OTTAWA - A small Ukrainian Catholic cemetery located near La Ferme, Quebec, site of the Spirit Lake internment camp from January 13, 1915, to January 28, 1917, is in danger of disappearing entirely unless the federal government takes immediate steps to protect and restore what many Ukrainian Canadians regard as a sacred place, worthy of designation as a national historic site.

During a symposium on November 17 organized by the Spirit Lake Camp Corp., representatives of the Ukrainian Canadian community - Andrew Hladyshevsky, president of the Ukrainian Canadian Foundation of Taras Shevchenko, and Dr. Lubomyr Luciuk, director of research for the Ukrainian Canadian Civil Liberties Association - visited the cemetery, located in the adjacent boreal forest at some distance from the main internment camp site.

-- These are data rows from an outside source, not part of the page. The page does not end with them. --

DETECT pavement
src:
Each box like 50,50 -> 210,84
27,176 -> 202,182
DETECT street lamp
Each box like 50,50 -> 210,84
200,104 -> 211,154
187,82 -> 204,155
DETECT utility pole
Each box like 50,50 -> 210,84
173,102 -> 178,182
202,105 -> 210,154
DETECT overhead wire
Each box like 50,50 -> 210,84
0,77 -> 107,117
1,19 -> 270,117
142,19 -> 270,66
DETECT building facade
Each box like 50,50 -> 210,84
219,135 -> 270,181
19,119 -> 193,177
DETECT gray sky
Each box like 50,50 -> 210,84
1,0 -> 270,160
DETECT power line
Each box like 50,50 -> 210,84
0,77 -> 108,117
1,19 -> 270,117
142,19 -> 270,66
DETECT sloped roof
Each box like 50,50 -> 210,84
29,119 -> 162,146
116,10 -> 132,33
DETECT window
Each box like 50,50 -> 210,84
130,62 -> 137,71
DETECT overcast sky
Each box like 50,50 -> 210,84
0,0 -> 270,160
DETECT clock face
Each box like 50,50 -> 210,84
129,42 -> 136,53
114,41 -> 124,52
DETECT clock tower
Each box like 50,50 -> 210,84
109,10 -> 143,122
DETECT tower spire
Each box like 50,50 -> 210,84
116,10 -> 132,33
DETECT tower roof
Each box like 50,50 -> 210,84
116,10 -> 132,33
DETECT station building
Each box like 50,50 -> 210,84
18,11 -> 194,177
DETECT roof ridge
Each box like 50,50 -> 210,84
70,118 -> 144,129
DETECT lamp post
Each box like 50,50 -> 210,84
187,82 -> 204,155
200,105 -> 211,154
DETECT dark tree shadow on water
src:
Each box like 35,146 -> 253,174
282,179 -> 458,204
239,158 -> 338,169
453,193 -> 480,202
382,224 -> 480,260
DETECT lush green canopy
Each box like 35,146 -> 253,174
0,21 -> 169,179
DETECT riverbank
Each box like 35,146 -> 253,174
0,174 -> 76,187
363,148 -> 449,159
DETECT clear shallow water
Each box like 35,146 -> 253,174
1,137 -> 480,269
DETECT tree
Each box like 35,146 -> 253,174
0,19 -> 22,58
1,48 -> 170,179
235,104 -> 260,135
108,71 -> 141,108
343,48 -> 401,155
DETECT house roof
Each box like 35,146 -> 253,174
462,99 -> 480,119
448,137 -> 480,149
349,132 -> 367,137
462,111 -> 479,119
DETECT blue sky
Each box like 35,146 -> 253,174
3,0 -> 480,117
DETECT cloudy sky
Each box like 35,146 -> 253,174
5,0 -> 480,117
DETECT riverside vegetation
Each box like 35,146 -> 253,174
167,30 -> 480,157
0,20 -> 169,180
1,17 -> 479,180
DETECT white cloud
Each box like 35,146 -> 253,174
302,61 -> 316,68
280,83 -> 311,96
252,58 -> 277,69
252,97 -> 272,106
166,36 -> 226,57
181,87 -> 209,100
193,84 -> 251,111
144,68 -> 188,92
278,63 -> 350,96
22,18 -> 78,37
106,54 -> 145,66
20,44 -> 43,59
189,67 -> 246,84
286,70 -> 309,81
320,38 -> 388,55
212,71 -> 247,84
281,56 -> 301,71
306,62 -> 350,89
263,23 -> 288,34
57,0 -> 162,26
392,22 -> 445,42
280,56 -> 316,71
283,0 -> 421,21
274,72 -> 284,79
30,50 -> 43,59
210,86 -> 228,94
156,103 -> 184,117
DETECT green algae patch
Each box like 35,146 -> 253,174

Dr. Luciuk commented: "In 1999, many of the internee crosses were still standing, and, while obviously neglected, this cemetery was surrounded by a small picket fence and marked with a wooden sign describing it as the final resting place of some of the men, and possibly children, held here during Canada's first national internment operations."

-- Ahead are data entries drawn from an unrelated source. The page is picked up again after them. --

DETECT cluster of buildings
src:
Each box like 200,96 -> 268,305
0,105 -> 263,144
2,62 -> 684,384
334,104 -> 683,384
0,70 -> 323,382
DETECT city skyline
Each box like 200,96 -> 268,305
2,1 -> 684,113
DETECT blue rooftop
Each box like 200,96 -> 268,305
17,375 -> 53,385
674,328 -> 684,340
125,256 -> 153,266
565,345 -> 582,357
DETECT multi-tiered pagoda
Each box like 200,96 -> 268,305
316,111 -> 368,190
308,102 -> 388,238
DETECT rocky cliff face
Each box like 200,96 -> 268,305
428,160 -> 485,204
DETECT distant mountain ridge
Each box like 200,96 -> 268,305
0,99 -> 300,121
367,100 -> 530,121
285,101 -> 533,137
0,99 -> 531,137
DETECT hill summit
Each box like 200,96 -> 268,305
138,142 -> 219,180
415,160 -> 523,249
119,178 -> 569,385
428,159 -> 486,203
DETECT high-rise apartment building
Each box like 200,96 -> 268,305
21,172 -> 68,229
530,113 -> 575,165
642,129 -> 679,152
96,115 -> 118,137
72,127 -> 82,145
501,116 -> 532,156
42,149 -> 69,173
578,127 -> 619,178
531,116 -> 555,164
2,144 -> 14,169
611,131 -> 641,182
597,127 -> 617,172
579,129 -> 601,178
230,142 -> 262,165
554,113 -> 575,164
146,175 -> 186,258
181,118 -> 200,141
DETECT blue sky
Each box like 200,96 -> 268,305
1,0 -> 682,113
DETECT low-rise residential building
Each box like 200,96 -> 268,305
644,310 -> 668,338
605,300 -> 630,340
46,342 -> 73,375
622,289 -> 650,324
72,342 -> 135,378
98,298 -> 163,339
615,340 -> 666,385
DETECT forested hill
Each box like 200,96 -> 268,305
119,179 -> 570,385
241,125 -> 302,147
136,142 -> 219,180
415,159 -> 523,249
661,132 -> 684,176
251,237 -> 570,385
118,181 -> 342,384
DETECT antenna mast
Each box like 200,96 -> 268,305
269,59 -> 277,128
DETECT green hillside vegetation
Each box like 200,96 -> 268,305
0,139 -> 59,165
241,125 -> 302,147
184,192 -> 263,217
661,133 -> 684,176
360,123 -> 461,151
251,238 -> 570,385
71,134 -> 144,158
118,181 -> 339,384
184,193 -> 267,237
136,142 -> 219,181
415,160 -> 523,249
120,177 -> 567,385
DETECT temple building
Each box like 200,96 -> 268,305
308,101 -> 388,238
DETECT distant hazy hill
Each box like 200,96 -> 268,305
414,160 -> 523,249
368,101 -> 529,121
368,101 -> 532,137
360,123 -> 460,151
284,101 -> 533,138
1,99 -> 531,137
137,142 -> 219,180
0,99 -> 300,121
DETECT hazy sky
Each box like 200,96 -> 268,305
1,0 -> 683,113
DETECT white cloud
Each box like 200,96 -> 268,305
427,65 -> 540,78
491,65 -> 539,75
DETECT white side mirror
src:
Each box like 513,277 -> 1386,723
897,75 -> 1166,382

"Most were Ukrainians who had been herded up from the St. Michael the Archangel Parish in Montreal, then transported north by box car, here forced to labor for the profit of their gaolers on the grounds of a large experimental farm," Dr. Luciuk explained. "Today only two crosses still stand, the picket fence is down, the site is almost lost in the bush, and with it the memory of what happened here."

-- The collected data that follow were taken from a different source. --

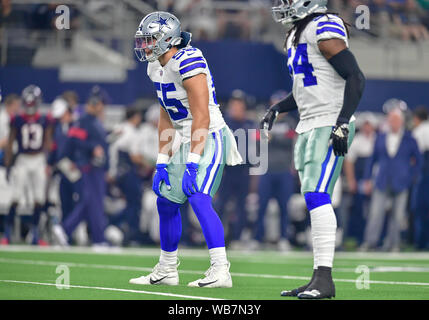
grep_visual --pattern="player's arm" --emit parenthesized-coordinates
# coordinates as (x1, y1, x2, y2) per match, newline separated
(152, 106, 175, 197)
(158, 107, 175, 158)
(4, 126, 16, 168)
(183, 73, 210, 157)
(318, 39, 365, 156)
(260, 93, 298, 130)
(181, 73, 210, 196)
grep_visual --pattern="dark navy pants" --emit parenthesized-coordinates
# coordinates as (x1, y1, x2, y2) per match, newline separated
(59, 175, 77, 221)
(255, 171, 293, 241)
(62, 167, 107, 244)
(215, 166, 250, 241)
(110, 170, 143, 242)
(413, 176, 429, 249)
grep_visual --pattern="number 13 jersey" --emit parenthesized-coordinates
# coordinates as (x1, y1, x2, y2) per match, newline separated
(286, 14, 355, 134)
(147, 46, 226, 144)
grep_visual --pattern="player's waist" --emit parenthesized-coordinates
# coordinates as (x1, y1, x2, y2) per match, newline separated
(19, 150, 44, 156)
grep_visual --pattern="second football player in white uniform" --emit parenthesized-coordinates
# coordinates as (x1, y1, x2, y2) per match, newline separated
(262, 0, 365, 299)
(129, 11, 242, 288)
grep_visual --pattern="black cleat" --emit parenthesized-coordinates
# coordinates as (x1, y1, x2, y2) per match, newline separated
(297, 266, 336, 299)
(281, 269, 318, 297)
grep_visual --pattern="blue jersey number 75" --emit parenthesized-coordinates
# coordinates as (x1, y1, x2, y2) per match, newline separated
(287, 44, 317, 87)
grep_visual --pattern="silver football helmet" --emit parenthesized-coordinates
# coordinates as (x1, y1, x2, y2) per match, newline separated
(134, 11, 182, 63)
(272, 0, 328, 25)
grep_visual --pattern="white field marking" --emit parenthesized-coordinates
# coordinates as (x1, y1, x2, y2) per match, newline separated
(0, 280, 224, 300)
(335, 266, 429, 273)
(2, 245, 429, 261)
(1, 257, 429, 287)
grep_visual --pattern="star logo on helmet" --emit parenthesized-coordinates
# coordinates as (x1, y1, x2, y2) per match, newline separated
(154, 16, 172, 30)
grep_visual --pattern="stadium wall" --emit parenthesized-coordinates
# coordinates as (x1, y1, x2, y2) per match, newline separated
(1, 41, 428, 110)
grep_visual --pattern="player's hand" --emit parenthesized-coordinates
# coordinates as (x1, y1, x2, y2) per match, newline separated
(152, 164, 171, 197)
(260, 106, 279, 131)
(330, 123, 349, 157)
(182, 162, 199, 197)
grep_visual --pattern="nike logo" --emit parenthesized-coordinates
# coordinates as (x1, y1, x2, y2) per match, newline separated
(150, 276, 167, 284)
(198, 280, 218, 287)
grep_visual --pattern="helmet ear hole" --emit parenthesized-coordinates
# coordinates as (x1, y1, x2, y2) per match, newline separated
(303, 1, 311, 7)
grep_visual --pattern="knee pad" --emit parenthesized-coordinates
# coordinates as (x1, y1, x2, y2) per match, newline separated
(304, 192, 331, 211)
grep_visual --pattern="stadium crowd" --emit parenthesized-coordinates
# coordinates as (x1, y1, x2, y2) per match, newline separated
(0, 86, 428, 252)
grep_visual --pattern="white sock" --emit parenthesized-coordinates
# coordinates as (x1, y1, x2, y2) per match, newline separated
(209, 247, 228, 266)
(159, 249, 178, 266)
(310, 204, 337, 268)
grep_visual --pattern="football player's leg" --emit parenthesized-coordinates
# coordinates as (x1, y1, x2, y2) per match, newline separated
(31, 158, 47, 245)
(298, 124, 355, 299)
(129, 196, 181, 286)
(86, 168, 108, 245)
(2, 165, 25, 244)
(281, 132, 316, 296)
(188, 129, 231, 288)
(130, 158, 184, 286)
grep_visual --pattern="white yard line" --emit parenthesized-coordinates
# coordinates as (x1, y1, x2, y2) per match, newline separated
(0, 280, 224, 300)
(2, 245, 429, 261)
(1, 257, 429, 287)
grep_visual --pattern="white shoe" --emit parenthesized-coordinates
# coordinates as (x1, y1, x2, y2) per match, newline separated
(52, 225, 69, 246)
(188, 262, 232, 288)
(129, 261, 179, 286)
(278, 238, 292, 252)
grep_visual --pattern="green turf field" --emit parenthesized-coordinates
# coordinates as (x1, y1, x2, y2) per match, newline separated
(0, 245, 428, 300)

"While we endorse the work that the Spirit Lake Camp Corp. has been doing to establish an interpretive center where the camp once stood, we are alarmed at the lack of any care being shown for the cemetery," he continued. "For years now we have been asking Ottawa to step in and protect the site. They have ignored our requests. We would do this ourselves if we had the resources but, unfortunately, despite all the promises made to us over a year ago not a penny of the pledged funding has been received to date." Dr. Luciuk noted that the UCCLA has written to Minister of Canadian Heritage, Bev Oda, asking her to immediately provide the group with the resources it needs to acquire, restore and protect in perpetuity this hallowed ground.

"Innocents are buried there, far from their families and the communities they once knew. They are the only Ukrainian Canadians left at La Ferme," Dr. Luciuk said. "They lie here only because of their needless imprisonment as 'enemy aliens.' Those who so branded them have a moral duty to make sure that their final resting place does not itself end up being buried by the bush, neglected, forgotten and finally lost."